… Chopin läuft, wie immer wenn ich arbeite oder mich kreativ beschäftige. Ob das hier nun Arbeit ist oder eher eine nette kleine Kreativität weiß ich nicht, vielleicht ist es auch nur eine Idee die daraus entstand das meine Beraterin meinte ich soll meine Gedanken die ich über meine Mutter habe in einen Brief schreiben. Dieser Brief soll wohl besser nie abgeschickt werden, meinte meine Beraterin, bei dem bloßen Gedanken wird mir auch ganz anders.

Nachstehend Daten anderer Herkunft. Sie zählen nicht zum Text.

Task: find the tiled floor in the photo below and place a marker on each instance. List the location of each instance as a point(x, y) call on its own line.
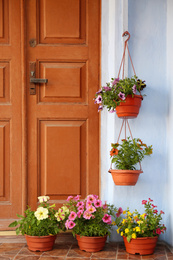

Ich habe morgen wieder einen Termin bei ihr, der letzte ist 2 Wochen her. Ich will den Brief schreiben den ich habe das Gefühl diese Gespräche bewegen tatsächlich etwas, dass wird mir in letzter Zeit so oft schmerzlich vor Augen geführt… Was war ich bloß für ein riesen Idiot. Warum ich das jetzt sage? Ich habe grade mit ihr telefoniert, nein nicht mit meiner Mutter, mit der Frau die ich liebe. Wenn ich ihr nur dieses ganze WirrWarr in meinem Kopf erklären könnte und was meine Mutter und meine Kindheit damit zu tun hat, doch es ist mir peinlich. Aber wer weiß ob das überhaupt etwas bringen würde, ich höre von ihr in letzter Zeit immer wieder den Satz: “ Es ist zu spät“.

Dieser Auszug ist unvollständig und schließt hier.